Is it wrong to start your abstract with a question?

As an author, you can choose different styles for abstracts. As far as I know, the most interesting and shortest abstract ever was written in this paper, Can apparent superluminal neutrino speeds be explained as a quantum weak measurement? by M V Berry, N Brunner, S Popescu and P Shukla.

Abstract

Probably not.


As others said, this is a matter of style of convention and taste.

Compare these two abstracts:

Does every compact Hausdorff space admit a compatible metric? In this work we show that the answer is positive exactly in the case where the space is second-countable.

And

We show that a compact Hausdorff space admits a compatible metric if and only if it is second-countable.

Both have the same content, but only one of them feels like it actually invites you to read the paper. It starts by asking you a question, which to some extent is intriguing, and then provides you with a complete answer.

Papers should be something that is read by people. As such, the writing style should not be dry. I'm not saying that you should go overboard with elaborate writing and storytelling devices, but sprucing up your writing a little bit using questions or explanations is a good thing; it can help to make your paper much more palatable.

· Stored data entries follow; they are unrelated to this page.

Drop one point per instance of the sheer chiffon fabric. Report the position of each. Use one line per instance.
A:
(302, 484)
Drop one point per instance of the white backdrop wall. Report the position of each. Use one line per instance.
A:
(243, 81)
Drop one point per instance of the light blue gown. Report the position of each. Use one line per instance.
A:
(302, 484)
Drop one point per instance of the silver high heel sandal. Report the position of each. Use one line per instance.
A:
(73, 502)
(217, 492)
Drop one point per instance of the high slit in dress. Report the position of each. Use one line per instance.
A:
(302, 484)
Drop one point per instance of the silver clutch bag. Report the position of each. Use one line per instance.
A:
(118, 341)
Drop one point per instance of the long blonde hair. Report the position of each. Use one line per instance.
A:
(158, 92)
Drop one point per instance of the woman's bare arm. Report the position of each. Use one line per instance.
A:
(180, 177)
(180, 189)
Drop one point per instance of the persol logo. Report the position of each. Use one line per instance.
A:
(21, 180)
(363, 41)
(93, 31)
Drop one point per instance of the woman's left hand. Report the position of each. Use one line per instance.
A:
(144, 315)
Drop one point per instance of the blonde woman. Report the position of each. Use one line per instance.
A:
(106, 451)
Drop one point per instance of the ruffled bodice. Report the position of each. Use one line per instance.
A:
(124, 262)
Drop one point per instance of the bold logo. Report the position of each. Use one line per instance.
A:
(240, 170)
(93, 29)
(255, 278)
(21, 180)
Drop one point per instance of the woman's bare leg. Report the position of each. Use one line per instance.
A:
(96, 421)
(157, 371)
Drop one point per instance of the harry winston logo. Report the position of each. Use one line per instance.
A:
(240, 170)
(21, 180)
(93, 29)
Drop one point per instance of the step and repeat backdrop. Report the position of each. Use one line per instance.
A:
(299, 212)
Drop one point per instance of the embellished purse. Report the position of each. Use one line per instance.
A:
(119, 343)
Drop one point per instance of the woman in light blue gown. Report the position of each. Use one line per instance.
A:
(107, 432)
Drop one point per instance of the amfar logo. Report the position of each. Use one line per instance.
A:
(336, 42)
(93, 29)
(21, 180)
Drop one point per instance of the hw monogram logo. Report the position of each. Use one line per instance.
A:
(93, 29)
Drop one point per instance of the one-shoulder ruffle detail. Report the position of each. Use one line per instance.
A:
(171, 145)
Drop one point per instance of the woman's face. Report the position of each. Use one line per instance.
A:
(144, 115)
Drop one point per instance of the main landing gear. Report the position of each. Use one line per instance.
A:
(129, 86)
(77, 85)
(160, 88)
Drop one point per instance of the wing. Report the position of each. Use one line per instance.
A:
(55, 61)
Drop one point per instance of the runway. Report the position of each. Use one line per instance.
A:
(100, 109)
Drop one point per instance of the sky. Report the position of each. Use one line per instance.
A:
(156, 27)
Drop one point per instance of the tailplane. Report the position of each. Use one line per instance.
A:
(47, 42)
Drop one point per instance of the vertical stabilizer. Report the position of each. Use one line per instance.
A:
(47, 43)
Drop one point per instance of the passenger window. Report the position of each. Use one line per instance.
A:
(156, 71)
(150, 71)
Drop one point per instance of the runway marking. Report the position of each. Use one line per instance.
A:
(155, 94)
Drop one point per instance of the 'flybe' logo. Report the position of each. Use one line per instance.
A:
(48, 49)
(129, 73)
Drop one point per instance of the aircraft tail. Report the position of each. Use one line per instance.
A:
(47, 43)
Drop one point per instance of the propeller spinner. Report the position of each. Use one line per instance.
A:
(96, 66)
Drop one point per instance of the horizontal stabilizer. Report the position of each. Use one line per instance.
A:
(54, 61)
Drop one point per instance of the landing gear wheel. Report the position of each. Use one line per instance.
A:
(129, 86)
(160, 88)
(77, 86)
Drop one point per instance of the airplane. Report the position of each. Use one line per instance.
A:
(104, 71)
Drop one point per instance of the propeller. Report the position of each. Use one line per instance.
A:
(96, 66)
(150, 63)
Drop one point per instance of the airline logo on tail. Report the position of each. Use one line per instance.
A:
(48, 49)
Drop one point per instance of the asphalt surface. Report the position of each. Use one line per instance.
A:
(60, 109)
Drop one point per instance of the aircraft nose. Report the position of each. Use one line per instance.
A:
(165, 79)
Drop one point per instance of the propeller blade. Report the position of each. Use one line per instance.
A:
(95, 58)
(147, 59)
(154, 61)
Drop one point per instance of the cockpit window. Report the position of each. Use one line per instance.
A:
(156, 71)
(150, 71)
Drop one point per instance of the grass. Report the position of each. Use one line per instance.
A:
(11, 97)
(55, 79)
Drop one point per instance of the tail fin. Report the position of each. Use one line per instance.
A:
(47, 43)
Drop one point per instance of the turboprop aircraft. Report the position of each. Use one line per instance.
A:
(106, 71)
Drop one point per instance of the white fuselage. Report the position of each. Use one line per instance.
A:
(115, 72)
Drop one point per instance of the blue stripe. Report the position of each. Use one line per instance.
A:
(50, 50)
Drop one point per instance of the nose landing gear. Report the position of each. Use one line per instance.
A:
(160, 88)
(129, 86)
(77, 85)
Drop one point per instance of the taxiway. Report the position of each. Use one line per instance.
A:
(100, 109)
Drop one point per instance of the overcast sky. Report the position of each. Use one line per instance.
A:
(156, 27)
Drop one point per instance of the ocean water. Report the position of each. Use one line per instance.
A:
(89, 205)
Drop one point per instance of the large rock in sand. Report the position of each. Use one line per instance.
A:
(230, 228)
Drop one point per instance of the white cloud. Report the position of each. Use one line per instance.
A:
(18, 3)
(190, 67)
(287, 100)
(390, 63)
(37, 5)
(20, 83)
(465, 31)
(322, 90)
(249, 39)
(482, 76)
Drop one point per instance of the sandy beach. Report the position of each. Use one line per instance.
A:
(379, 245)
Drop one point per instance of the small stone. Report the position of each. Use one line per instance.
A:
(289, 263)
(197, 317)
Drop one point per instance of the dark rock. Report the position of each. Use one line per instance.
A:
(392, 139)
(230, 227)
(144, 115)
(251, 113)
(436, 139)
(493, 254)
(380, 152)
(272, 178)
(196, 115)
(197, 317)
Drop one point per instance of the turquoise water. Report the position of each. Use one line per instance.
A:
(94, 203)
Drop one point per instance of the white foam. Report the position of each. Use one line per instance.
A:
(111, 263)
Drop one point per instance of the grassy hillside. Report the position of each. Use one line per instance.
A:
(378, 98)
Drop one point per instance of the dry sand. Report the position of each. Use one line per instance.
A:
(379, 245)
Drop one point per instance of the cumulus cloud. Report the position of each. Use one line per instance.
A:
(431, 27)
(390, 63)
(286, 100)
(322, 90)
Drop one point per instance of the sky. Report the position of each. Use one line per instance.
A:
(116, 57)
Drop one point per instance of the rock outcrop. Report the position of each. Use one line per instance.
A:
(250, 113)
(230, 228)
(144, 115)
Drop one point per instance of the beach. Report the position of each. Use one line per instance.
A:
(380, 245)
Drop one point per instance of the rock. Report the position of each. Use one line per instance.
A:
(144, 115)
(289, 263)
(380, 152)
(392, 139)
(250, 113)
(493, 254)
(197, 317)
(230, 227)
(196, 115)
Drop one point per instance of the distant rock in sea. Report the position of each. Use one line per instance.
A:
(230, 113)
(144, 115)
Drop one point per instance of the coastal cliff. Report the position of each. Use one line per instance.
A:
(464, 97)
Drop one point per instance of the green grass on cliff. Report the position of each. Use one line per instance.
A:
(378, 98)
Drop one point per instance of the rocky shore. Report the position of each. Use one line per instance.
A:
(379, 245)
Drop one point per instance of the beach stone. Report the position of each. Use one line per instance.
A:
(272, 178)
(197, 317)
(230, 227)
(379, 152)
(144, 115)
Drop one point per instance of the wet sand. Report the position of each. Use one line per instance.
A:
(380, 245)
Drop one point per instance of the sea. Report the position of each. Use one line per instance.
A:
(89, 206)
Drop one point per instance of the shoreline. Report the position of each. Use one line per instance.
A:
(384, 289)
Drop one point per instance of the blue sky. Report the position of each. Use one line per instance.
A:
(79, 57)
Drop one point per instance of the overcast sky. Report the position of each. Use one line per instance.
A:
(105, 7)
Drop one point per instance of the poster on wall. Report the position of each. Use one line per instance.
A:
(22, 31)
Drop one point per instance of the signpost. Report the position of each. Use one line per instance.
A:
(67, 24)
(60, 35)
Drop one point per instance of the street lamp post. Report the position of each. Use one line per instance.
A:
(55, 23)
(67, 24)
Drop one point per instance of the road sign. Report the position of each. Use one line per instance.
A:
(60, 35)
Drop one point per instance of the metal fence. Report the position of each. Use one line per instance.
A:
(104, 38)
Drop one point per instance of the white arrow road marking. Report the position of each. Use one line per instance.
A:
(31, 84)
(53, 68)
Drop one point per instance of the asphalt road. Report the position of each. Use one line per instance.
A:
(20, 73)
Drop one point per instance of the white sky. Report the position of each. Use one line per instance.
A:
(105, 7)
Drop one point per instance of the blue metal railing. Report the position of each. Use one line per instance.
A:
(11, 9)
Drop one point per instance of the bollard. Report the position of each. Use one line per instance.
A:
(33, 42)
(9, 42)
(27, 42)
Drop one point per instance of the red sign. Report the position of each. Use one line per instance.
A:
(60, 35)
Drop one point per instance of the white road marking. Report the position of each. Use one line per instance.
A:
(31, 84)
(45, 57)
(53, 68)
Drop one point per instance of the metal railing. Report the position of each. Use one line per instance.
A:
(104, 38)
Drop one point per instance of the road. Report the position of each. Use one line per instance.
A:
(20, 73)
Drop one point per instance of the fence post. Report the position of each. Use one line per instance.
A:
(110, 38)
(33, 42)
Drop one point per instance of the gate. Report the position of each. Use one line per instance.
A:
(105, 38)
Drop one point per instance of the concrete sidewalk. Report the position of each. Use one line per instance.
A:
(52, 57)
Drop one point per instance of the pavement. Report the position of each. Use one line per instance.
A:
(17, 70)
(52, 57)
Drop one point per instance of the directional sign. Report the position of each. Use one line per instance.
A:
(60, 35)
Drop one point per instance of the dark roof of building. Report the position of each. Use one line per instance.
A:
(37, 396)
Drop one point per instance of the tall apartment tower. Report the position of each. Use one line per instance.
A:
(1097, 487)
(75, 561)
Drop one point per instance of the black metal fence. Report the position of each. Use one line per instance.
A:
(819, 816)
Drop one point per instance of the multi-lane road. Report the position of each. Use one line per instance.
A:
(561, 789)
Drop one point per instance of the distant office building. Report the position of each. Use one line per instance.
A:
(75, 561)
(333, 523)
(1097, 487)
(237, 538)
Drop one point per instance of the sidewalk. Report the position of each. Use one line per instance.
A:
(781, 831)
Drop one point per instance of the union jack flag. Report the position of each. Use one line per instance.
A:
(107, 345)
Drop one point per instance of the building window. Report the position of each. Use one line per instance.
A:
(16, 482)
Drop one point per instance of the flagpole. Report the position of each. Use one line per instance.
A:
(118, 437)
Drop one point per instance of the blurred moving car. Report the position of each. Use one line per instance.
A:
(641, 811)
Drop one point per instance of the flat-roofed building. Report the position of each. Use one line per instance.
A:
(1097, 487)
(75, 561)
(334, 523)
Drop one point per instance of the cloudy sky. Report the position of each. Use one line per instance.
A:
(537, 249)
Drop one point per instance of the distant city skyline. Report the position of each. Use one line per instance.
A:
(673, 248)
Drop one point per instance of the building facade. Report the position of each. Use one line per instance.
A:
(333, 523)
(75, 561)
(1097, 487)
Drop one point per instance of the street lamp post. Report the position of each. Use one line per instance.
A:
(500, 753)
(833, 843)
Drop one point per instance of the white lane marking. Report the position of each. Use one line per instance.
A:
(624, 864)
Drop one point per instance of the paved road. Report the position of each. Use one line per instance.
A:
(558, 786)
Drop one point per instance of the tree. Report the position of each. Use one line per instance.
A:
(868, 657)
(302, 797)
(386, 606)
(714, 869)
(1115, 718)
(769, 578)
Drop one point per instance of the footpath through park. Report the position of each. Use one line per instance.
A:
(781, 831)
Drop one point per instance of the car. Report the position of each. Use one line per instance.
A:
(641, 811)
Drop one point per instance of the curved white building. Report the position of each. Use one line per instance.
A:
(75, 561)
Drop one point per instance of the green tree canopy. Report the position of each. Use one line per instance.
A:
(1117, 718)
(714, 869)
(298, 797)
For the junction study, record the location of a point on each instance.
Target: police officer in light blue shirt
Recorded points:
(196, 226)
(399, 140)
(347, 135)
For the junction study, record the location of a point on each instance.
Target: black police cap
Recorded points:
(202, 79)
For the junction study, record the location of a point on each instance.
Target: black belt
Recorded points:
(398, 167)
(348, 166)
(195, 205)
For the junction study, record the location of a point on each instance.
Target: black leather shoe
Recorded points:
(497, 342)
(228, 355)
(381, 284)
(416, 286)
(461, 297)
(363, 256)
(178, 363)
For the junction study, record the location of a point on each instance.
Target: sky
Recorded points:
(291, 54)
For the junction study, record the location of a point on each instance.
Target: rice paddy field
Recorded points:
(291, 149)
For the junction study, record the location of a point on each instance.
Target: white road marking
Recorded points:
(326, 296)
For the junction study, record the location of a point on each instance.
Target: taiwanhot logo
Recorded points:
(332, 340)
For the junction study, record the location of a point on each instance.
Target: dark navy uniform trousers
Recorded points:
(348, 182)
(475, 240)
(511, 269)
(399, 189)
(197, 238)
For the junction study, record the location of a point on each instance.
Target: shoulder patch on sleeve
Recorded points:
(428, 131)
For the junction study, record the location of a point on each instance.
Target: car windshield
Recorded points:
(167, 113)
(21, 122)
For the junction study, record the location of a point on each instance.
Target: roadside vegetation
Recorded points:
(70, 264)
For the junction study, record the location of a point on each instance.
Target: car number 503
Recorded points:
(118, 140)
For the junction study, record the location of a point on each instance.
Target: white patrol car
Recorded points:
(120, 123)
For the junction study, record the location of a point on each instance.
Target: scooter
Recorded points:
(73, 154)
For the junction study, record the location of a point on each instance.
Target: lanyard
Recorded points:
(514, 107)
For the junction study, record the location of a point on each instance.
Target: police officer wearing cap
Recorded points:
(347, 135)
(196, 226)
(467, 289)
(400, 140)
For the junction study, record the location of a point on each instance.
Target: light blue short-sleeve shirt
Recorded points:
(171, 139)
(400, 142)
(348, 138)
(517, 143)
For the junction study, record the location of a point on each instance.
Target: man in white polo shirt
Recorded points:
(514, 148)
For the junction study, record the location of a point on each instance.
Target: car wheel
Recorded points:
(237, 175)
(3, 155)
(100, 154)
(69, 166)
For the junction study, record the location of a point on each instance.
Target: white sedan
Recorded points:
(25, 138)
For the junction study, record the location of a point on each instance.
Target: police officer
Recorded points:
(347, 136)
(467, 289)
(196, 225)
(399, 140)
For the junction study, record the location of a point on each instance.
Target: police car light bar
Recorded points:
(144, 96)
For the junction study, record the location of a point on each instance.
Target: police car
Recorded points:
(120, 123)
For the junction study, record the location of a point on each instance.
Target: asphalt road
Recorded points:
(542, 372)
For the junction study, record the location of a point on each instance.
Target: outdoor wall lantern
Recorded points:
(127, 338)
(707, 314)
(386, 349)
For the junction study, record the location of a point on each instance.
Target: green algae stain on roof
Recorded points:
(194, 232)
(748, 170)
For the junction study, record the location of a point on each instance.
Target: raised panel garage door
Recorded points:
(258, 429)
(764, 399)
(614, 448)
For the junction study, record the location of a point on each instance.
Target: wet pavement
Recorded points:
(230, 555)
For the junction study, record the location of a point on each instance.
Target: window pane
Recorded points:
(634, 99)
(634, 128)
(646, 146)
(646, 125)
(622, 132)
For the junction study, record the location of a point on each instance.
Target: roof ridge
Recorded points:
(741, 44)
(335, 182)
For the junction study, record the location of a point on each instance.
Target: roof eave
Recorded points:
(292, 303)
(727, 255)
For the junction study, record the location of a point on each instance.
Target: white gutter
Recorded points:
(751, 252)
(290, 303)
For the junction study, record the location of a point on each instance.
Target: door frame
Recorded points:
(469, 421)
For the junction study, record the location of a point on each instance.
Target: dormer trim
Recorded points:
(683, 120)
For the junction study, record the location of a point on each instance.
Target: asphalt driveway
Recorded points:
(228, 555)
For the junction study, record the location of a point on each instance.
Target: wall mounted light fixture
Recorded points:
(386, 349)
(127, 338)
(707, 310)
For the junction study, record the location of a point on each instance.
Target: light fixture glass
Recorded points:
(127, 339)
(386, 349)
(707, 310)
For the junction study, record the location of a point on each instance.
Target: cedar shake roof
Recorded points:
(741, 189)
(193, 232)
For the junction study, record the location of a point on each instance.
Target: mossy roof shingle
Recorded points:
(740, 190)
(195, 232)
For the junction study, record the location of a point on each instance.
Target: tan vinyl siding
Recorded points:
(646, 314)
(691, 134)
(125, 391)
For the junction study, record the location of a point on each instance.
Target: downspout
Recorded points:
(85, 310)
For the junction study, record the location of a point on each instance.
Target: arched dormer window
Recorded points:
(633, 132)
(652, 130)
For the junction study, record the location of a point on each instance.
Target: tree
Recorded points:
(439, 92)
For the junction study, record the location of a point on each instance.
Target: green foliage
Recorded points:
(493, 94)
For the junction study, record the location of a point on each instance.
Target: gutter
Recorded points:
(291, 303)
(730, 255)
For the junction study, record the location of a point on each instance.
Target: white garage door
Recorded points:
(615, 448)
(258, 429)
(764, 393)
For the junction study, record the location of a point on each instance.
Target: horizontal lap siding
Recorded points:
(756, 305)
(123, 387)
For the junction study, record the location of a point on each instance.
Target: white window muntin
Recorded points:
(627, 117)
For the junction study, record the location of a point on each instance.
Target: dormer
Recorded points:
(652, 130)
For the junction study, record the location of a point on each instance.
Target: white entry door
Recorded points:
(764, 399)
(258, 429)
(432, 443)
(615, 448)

As for your friend's comment? Well, if he can judge the content of a paper by the first sentence of the abstract, I'm sure that he can skip the abstract altogether and just judge a paper by the title. I mean, why waste time reading two sentences?


"I will never start an abstract with questions, and I will never read this paper if it starts with questions."

These are your friend's personal opinions regarding abstracts.

If you take a moment to read a cursory sample of published research abstracts, how many of them have a question? Isn't the purpose of research to answer questions?

As for your friend, politely agree to disagree. You decide what will be published.

Focus on whether or not your abstract effectively summarizes your body of research and its greater importance to the field. This is the purpose of the abstract, whether or not you choose to use a question or not is a matter of style and the input from your co-authors, editors, and confidants.

Remember that this is your work, not theirs.